Nordic Journal of Literacy Research – Some Prospects and Challenges

Published: September 2015

©2015 J. P. Gee and A. Skaftun. This is an Open Access article distributed under the terms of the Creative Commons Attribution 4.0 International License (http://creativecommons.org/licenses/by/4.0/), allowing third parties to copy and redistribute the material in any medium or format and to remix, transform, and build upon the material for any purpose, even commercially, provided the original work is properly cited and states its license.

Citation: J. P. Gee and A. Skaftun. “Nordic Journal of Literacy Research – Some Prospects and Challenges.” Nordic Journal of Literacy Research, Vol. 1, 2015, pp. 1–2. http://dx.doi.org/10.17585/njlr.v1.169

 

Education in our society is increasingly oriented towards competition and anxious impatience with measurable outcomes in the short term. Similar to the global economy, there is little trust and patience regarding long-term perspectives and features surrounding the maximum profit in the shortest possible time. These mechanisms are working their destructive powers on our natural resources and on possibilities for people to make meaningful lives. By invading the school systems all over the world, this short-sighted view also threatens to undermine the possibility of people of the future critically examining and resisting a scenario wherein human beings are but functions in a fully automatised society.

We live in a high-risk and imperiled world. We face pressing problems from a myriad of complex systems spinning out of control. These are systems such as global warming, environmental degradation, massive inequality, disruptions from automation and new media, and a global speculative capitalism unmoored from productivity and devoted to short-term interests. Near constant global conflicts are exasperated by all these forces. In this context, we badly need to rethink business as usual in our schools, colleges, and society as a whole. We need to think about the role of literacy, teaching, and learning, in and out of school, in terms of preparing young people to live in a fast-changing, complex, and high-risk world, where critical thinking and collective intelligence will be crucial.
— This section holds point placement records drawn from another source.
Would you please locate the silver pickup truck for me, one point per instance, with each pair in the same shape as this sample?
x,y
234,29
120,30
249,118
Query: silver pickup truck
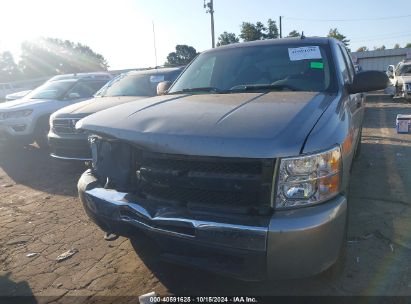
x,y
243,166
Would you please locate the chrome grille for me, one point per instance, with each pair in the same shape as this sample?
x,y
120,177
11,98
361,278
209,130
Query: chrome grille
x,y
64,126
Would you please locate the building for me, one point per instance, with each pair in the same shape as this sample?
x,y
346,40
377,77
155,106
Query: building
x,y
380,60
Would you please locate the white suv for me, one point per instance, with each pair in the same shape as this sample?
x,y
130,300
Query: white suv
x,y
27,120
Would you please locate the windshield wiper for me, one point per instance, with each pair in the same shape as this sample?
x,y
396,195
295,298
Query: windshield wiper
x,y
256,87
200,89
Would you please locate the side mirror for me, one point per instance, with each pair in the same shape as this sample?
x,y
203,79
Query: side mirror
x,y
73,96
163,86
368,81
390,71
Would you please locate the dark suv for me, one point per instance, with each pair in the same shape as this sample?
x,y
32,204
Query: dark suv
x,y
67,143
243,167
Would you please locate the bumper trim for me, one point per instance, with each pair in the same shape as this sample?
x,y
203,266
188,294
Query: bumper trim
x,y
121,208
69,158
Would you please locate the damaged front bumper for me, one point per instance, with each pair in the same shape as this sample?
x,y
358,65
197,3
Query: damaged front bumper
x,y
286,244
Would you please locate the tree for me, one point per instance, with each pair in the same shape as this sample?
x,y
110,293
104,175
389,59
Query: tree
x,y
8,68
250,32
381,48
258,31
182,56
227,38
272,30
49,56
294,33
334,33
362,49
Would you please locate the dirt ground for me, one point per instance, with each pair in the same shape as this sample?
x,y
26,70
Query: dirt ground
x,y
40,213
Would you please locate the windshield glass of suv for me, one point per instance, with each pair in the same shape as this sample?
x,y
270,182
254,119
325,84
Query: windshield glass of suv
x,y
51,90
405,70
132,85
259,67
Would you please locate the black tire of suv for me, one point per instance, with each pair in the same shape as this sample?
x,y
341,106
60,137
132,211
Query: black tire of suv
x,y
40,133
336,270
359,145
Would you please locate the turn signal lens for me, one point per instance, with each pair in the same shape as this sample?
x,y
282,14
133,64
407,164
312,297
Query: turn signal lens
x,y
308,179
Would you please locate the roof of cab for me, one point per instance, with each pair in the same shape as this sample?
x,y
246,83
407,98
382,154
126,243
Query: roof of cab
x,y
155,71
294,41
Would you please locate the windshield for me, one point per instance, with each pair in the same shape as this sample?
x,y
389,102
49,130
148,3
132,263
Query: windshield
x,y
132,85
51,90
262,67
405,70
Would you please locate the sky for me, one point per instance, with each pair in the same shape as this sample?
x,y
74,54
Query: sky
x,y
122,30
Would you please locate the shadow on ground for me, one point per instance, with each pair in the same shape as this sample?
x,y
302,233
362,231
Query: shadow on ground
x,y
15,292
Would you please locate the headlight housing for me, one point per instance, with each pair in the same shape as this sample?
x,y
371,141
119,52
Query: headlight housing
x,y
309,179
15,114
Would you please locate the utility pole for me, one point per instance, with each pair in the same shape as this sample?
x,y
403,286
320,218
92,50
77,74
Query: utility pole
x,y
210,9
155,49
281,28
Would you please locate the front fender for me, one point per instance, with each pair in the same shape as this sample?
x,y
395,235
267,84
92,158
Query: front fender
x,y
335,127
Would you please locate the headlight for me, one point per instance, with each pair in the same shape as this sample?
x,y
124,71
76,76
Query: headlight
x,y
94,141
15,114
309,179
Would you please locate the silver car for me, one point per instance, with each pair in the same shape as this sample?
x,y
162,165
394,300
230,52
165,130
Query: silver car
x,y
243,166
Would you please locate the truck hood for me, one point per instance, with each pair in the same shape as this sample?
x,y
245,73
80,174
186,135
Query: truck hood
x,y
23,103
90,106
250,125
406,79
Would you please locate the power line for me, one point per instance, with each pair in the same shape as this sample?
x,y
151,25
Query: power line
x,y
383,38
381,35
349,20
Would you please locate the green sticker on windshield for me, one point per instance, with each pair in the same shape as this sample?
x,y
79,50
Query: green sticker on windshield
x,y
316,65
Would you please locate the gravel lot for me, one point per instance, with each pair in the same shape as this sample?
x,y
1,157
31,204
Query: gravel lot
x,y
40,213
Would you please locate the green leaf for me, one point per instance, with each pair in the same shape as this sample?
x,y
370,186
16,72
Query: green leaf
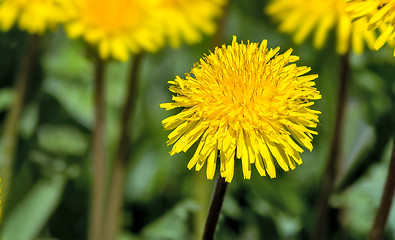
x,y
28,218
6,96
62,139
29,120
172,225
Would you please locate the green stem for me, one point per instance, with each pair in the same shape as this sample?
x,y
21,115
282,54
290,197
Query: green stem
x,y
11,126
327,216
99,155
215,208
386,201
115,197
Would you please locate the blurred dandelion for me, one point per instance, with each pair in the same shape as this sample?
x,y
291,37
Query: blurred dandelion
x,y
32,16
380,15
117,27
186,19
301,17
245,101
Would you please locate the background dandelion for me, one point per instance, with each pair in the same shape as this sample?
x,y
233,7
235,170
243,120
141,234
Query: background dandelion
x,y
32,16
51,185
302,18
380,15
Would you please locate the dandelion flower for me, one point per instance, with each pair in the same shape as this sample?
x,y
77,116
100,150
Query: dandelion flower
x,y
244,101
186,19
116,27
34,16
380,14
301,17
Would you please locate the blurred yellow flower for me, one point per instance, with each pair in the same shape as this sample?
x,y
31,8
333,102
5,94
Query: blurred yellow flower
x,y
185,19
380,15
301,17
117,27
245,101
33,16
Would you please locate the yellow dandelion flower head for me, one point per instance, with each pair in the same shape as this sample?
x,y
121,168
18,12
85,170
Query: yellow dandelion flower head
x,y
34,16
186,19
302,17
116,27
380,15
244,101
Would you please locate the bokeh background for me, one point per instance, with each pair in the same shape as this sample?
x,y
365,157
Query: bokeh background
x,y
163,199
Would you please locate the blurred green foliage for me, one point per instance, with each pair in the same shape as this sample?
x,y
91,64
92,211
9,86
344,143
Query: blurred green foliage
x,y
51,187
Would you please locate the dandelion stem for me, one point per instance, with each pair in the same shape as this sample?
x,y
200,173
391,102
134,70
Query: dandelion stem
x,y
215,208
99,154
114,204
386,201
11,126
326,216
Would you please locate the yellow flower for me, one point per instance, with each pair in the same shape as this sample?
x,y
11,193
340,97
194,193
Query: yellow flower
x,y
185,19
301,17
117,27
380,14
245,101
33,16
It is more important than ever before now to start an educational dialogue that sees education as part of a larger picture than simply producing the workforce needed in the future economy, especially when in reality we have no idea what this workforce or future will be. Indeed, important values developed through our entire cultural history are at stake here. We need research that views education against both a broad social and historical background and a cross-disciplinary appraisal of the future, both in terms of its perils and its possibilities. We should fight to retain core academic values around knowledge, evidence, and innovation unblinkered by short-term economic interests, and to face a future in which change is inevitable, business as usual won't work, and individuals and institutions will need to develop great resilience. In the end, we must focus on what type of people and what type of society ought schools and teaching, and learning throughout society produce if we are not just to survive but also to flourish. May the Nordic Journal of Literacy Research contribute to making sound judgement in important matters such as these.